The research focus of this field of work lies in the grid-based energy economy and the actors involved. The primary emphasis is on the electricity sector, considering existing and potentially future interactions with the heating and transport sectors. The scientific work ranges from energy system analysis and design to business model development.
Within the electricity sector, the research field addresses:
• Energy economic and regulatory frameworks,
• System transformation with decentralized and fluctuating generation as a central pillar,
• Load options (demand-side management, storage, European interconnected grid) and their respective actors,
• As well as the evaluation and further development of infrastructure approaches for sustainable energy systems.
Through a cross-sectoral approach, key research topics in the heating sector include:
• Power-to-heat,
• Combined heat and power (CHP), and
• Industrial waste heat.
Scientific questions in the context of power-to-heat and CHP focus on the additional electricity demand that arises, its effects on load profiles, and potential ways to influence these profiles. Regarding industrial waste heat, the research explores its potential and possible uses — including electricity generation, depending on temperature and flow rate — and investigates options for its utilization.
Electromobility forms the third scientific pillar of the “Energy Markets” field. Research questions here focus on the framework conditions for the use of electromobility — particularly in individual transport — the relevant actors, and the impacts on infrastructure.

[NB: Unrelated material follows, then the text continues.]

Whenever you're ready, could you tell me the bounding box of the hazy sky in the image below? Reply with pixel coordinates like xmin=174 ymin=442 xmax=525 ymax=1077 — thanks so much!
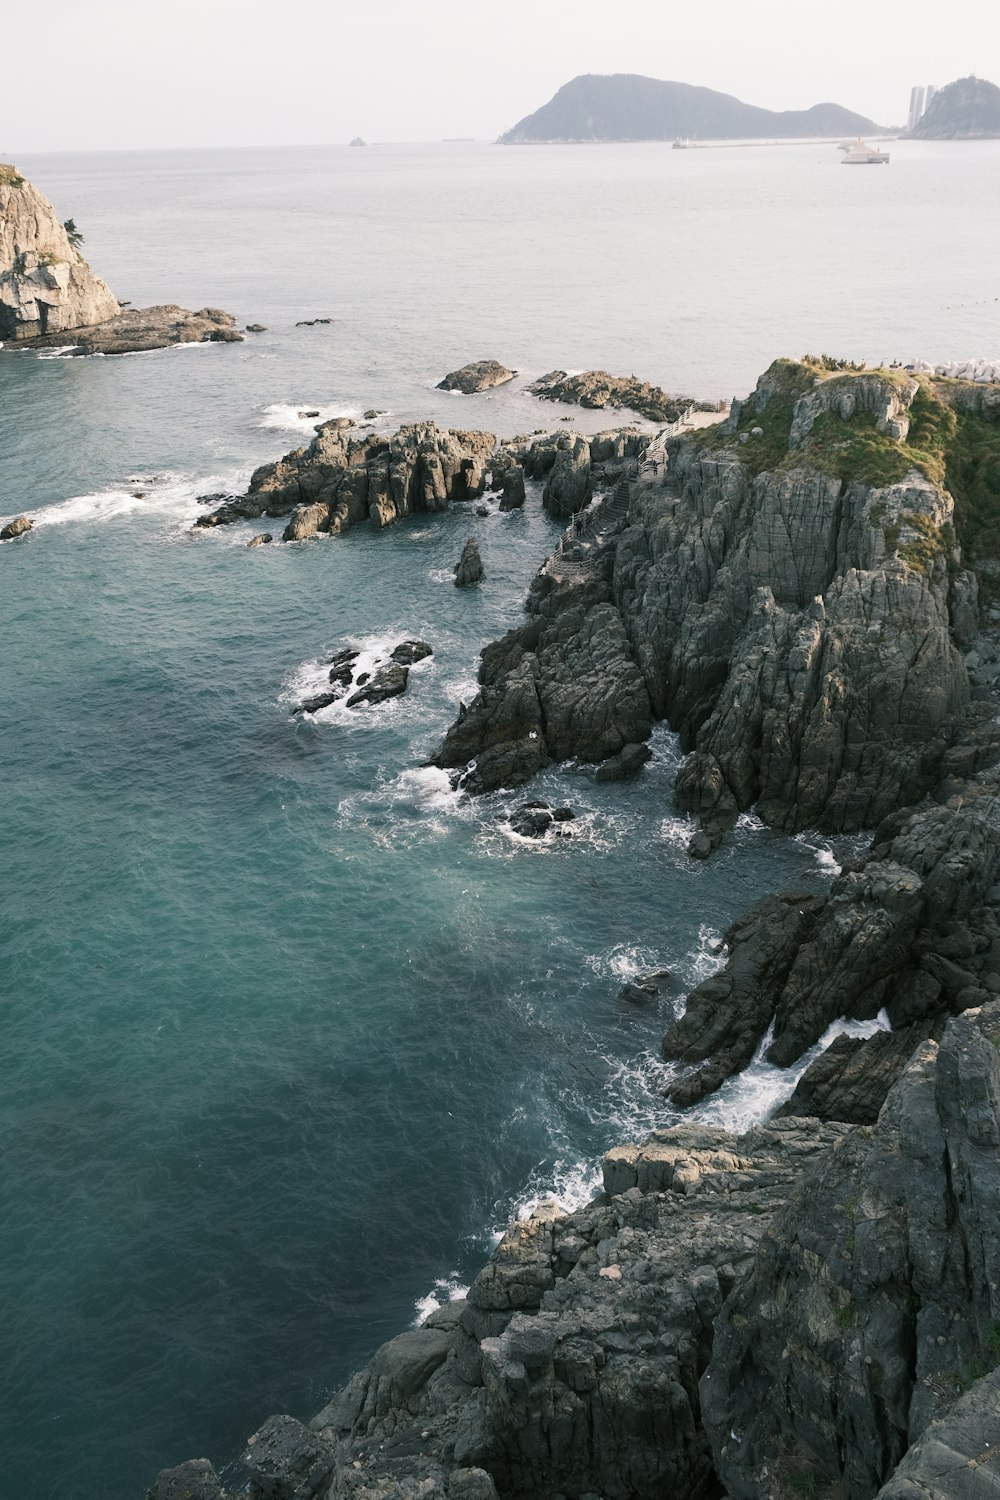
xmin=3 ymin=0 xmax=998 ymax=153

For scientific scenario analyses, the research field utilizes the following instruments:
• Electricity market model for day-ahead trading: This is a fundamental model that, within the framework of a market simulation, determines the hourly allocation of generation and consumption. Unlike most models, it is not an optimization model that uses a given power plant fleet to solve an objective function at its optimum. Instead, the bidding behavior of individual actors is modeled, which means that the power plant dispatch does not necessarily reflect an optimal outcome but rather a response to expected, market-based reactions.
• Charging model for electric vehicles: Based on the “Mobility in Germany” survey, driving behavior is simulated by replicating user categories (commuters, students, retirees, etc.) over a defined observation year. Depending on charging scenarios (e.g., charging at home after work, during work hours, fast charging at low battery levels, etc.) and user categories, a load profile emerges that must be balanced by corresponding generation capacity. This demand load can be calculated on an hourly basis over any defined period, taking into account working days and public holidays, and can be imported into the electricity market model.